Corridors et logistique

Commerce africain : la fin de l’accord de préférence avec les États-Unis

L’accord entre les États-Unis et les pays d’Afrique attend sa prolongation. La Cnuced s’inquiète des conséquences d’un non renouvellement.

En mai 2000, les États-Unis ont démarré un programme pour aider les pays d’Afrique sub-saharienne. L’African Growth and Opportunity Act (AGOA, loi sur la croissance et les opportunités en Afrique) détermine les 48 pays d’Afrique qui bénéficient de tarifs douaniers préférentiels. Depuis lors, cet accord fait l’objet de reconduction. Le 30 septembre, cet accord prend fin. L’administration américaine, en plein shut down, n’a pas encore renouvelé les conditions de cet accord. Une situation que la Cnuced juge compliquée pour les pays concernés.

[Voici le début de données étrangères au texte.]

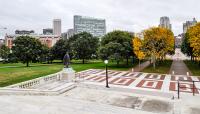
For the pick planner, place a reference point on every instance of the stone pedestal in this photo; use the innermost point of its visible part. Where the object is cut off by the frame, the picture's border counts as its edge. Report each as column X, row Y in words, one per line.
column 68, row 74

Un accès réduit au marché américain

Cet accord a soutenu les exportations africaines vers les États-Unis. L’arrêt de ce programme a des répercussions pour les exportateurs africains de produits agricoles et de produits manufacturés légers. En effet, ils pourraient voir leur accès au marché américain se réduire, ce qui compromettrait leurs perspectives de diversification. Dans un pays comme le Lesotho, par exemple, environ un tiers des exportations sont liées à l’Agoa, principalement dans le secteur de l’habillement et des produits agricoles.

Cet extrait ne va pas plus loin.